The manager okayed the deal and the man went on his way.
Later the manager called on the boy and said, "You almost got
yourself in a lot of trouble earlier, but I must say I was impressed
with the way you got yourself out of it. You think on your feet and
we like that around here. Where are you from son?"
The boy replied, "Canada, Sir."
"Oh really? Why did you leave Canada?" asked the manager.
The boy replied, "They're all just up-tight homely women and hockey
players up there."
"Really," replied the manager, "My wife is from Canada!"
The boy replied, "No kidding! What position did she play?"

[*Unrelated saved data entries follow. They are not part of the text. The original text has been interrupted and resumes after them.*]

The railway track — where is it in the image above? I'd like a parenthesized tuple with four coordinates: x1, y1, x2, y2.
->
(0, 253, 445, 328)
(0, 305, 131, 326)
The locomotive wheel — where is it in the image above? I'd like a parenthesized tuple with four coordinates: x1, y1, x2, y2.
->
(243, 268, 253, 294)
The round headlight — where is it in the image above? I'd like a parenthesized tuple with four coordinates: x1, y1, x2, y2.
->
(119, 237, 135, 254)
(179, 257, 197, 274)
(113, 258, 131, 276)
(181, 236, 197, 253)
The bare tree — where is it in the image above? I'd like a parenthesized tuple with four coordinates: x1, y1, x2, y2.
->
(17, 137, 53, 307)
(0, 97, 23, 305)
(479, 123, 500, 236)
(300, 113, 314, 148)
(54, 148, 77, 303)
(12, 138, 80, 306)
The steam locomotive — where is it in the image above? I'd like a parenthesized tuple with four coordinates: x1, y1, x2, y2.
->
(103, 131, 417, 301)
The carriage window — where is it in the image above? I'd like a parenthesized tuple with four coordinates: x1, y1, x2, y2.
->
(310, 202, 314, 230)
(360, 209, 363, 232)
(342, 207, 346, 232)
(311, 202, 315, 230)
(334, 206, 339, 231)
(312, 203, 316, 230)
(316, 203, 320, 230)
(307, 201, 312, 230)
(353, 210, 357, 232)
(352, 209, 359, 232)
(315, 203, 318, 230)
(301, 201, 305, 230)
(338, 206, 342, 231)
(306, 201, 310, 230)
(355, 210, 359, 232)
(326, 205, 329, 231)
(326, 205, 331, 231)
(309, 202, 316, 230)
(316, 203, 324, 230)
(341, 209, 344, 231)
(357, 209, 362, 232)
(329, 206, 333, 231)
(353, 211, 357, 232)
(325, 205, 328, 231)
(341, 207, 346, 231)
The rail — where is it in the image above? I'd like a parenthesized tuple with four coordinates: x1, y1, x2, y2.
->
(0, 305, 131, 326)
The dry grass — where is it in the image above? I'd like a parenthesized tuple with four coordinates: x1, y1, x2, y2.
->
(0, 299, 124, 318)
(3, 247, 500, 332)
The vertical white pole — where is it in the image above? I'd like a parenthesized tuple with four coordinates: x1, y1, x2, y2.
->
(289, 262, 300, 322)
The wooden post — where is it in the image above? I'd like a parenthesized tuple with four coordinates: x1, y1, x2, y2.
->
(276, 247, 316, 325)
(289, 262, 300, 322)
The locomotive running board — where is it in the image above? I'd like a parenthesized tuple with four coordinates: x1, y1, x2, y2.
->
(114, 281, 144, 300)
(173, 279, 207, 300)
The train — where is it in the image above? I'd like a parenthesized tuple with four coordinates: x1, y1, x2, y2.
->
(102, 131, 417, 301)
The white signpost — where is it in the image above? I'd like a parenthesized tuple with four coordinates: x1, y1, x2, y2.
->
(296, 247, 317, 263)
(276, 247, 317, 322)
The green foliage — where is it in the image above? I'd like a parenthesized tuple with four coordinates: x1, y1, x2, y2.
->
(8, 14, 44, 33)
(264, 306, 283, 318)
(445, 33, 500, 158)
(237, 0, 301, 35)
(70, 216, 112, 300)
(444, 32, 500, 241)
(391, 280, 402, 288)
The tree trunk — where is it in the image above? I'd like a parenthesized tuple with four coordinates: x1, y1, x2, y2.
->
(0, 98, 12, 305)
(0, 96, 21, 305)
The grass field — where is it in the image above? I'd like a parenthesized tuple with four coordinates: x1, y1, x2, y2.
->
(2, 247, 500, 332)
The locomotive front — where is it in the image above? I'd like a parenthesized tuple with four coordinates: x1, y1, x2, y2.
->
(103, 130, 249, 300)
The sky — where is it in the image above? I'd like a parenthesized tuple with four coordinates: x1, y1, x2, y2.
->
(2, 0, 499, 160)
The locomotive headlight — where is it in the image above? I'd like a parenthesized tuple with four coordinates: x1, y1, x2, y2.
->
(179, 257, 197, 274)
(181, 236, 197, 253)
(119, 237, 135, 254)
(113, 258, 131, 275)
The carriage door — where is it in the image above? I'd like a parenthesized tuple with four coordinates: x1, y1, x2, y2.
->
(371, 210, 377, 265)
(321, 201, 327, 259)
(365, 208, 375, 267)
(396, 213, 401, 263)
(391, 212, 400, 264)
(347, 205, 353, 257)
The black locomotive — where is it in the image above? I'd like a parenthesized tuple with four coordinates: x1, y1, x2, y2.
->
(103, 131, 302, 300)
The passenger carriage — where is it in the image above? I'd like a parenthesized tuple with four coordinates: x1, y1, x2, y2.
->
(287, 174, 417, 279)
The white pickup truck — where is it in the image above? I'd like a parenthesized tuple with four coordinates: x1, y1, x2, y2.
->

John the farmer was in the fertilized egg business. He had several hundred
young layers (hens), called 'pullets,' and ten roosters, whose job it was to
fertilize the eggs.
The farmer kept records and any rooster that didn't perform went into the
soup pot and was replaced. That took an awful lot of his time, so he bought
a set of tiny bells and attached them to his roosters. Each bell had a
different tone so John could tell from a distance, which rooster was
performing. Now he could sit on the porch and fill out an efficiency report
simply by listening to the bells.
The farmer's favorite rooster was old Butch, and a very fine specimen he
was, too. But on this particular morning John noticed old Butch's bell
hadn't rung at all! John went to investigate. The other roosters were chasing
pullets, bells-a-ringing. The pullets, hearing the roosters coming, would
run for cover.
But to Farmer John's amazement, old Butch had his bell in his beak, so it
couldn't ring. He'd sneak up on a pullet, do his job and walk on to the next
one. John was so proud of old Butch, he entered him in the Renfrew County
Fair and he became an overnight sensation among the judges.
The result...The judges not only awarded old Butch the No Bell Piece Prize
but they also awarded him the Pulletsurprise as well.
Clearly old Butch was a politician in the making: who else but a politician
could figure out how to win two of the most highly coveted awards on our
planet by being the best at sneaking up on the populace and screwing them
when they weren't paying attention.
Vote carefully this year ... the bells are not always audible.